Closed enricoros closed 11 months ago
Hi @enricoros!
Looking at the tokenizer.py
file, it seems like they are using huggingface/tokenizer
, which do already have NodeJS bindings: https://www.npmjs.com/package/tokenizers.
Here is an example code using huggingface/tokenizer
:
const util = require("util");
const { Tokenizer } = require("tokenizers");
let tokenizer = Tokenizer.fromFile("claude-v1-tokenization.json");
const encode = util.promisify(tokenizer.encode.bind(tokenizer));
const decode = util.promisify(tokenizer.decode.bind(tokenizer));
async function main() {
const encoded = await encode("Hello from Anthropic!");
console.log({ encoded: encoded.getIds() });
const decoded = await decode(
encoded.getIds(),
true // skipSpecialTokens: true
);
console.log({ decoded });
}
main();
However, it does seem that the huggingface/tokenizers
have some issues with supporting newer NodeJS versions and/or arm64 support. Will look into it, if there is some overlap between tiktoken and default tokenizer.
It's cool that afaict the core is also in rust? I could see this following a similar pattern to what we have with tiktoken :D
@enricoros Some progress (with experimental JSON configs for @dqbd/tiktoken) can be seen here: https://github.com/dqbd/tiktokenizer/pull/5
Demo of Tiktokenizer playground: https://tiktokenizer-git-custom-bpe-models-dqbd.vercel.app/
Very interesting approach, and I love the playground too. Thanks for the update! I believe this bug can be closed now, as you got it to work!

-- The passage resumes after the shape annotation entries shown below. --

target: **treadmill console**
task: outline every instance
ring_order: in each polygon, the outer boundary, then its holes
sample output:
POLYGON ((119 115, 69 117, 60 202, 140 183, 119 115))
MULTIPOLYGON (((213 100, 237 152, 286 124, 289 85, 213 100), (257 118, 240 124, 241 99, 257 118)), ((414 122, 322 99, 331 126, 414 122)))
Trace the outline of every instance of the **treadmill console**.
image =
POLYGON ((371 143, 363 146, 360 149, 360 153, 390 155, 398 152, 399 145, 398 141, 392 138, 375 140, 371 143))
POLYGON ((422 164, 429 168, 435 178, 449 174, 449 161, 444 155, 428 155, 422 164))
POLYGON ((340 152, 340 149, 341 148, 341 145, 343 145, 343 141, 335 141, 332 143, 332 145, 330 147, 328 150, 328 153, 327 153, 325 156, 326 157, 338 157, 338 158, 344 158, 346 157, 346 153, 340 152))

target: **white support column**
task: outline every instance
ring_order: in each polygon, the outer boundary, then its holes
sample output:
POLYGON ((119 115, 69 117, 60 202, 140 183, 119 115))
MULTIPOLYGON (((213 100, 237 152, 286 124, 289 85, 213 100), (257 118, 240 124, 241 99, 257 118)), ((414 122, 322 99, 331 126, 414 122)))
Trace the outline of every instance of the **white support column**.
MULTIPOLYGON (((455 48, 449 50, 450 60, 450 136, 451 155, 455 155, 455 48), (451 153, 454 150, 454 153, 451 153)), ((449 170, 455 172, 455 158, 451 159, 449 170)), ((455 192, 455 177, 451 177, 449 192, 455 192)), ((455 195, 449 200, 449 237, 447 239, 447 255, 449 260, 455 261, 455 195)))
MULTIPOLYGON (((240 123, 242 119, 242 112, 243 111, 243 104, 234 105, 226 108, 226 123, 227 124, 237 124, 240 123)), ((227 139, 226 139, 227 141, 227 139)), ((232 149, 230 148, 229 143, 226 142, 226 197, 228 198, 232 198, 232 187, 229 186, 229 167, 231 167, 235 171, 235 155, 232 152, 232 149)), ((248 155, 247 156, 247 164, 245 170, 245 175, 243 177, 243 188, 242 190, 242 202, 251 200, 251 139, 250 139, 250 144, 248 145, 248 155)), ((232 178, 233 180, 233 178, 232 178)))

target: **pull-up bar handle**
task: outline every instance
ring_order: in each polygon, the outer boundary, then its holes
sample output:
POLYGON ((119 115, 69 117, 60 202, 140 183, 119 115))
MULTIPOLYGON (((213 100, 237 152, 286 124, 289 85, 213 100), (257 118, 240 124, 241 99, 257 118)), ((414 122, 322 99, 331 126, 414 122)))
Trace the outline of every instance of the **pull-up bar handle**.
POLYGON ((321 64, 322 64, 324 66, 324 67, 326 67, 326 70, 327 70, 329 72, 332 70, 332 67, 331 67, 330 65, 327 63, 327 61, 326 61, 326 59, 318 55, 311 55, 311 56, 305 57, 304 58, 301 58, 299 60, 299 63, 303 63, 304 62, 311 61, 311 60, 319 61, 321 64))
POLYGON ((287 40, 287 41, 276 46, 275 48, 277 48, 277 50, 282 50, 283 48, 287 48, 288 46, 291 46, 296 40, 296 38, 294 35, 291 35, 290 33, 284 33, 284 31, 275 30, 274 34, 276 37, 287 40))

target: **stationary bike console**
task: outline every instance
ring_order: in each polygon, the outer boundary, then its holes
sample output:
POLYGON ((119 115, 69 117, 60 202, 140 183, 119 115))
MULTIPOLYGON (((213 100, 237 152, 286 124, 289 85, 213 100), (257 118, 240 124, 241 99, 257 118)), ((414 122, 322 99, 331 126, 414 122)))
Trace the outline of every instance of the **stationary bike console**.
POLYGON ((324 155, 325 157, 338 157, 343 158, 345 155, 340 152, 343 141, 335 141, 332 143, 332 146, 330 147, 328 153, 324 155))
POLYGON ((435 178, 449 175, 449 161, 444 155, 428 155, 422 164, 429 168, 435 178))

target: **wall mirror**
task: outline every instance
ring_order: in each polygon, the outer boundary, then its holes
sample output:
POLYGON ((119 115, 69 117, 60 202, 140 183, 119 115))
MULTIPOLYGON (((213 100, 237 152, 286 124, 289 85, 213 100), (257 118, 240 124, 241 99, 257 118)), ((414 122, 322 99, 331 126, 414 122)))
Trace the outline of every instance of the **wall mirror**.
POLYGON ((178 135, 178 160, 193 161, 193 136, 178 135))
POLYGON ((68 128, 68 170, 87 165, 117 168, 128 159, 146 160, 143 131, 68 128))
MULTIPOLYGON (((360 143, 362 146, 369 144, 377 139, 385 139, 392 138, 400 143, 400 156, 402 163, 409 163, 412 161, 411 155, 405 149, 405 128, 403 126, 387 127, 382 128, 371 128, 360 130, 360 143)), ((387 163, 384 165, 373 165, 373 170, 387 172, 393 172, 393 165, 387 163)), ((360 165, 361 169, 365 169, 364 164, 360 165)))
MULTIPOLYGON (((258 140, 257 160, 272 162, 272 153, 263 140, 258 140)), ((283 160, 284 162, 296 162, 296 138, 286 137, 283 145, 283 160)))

Anthropic has released the models for research, and has opened their code on GitHub: https://github.com/anthropics/anthropic-sdk-python/blob/main/anthropic/tokenizer.py
In this repo, there's a link to a file:
CLAUDE_TOKENIZER_REMOTE_FILE = "https://public-json-tokenization-0d8763e8-0d7e-441b-a1e2-1c73b8e79dc3.storage.googleapis.com/claude-v1-tokenization.json"
Can this help in extending Tiktoken to support 'claude-v1' models?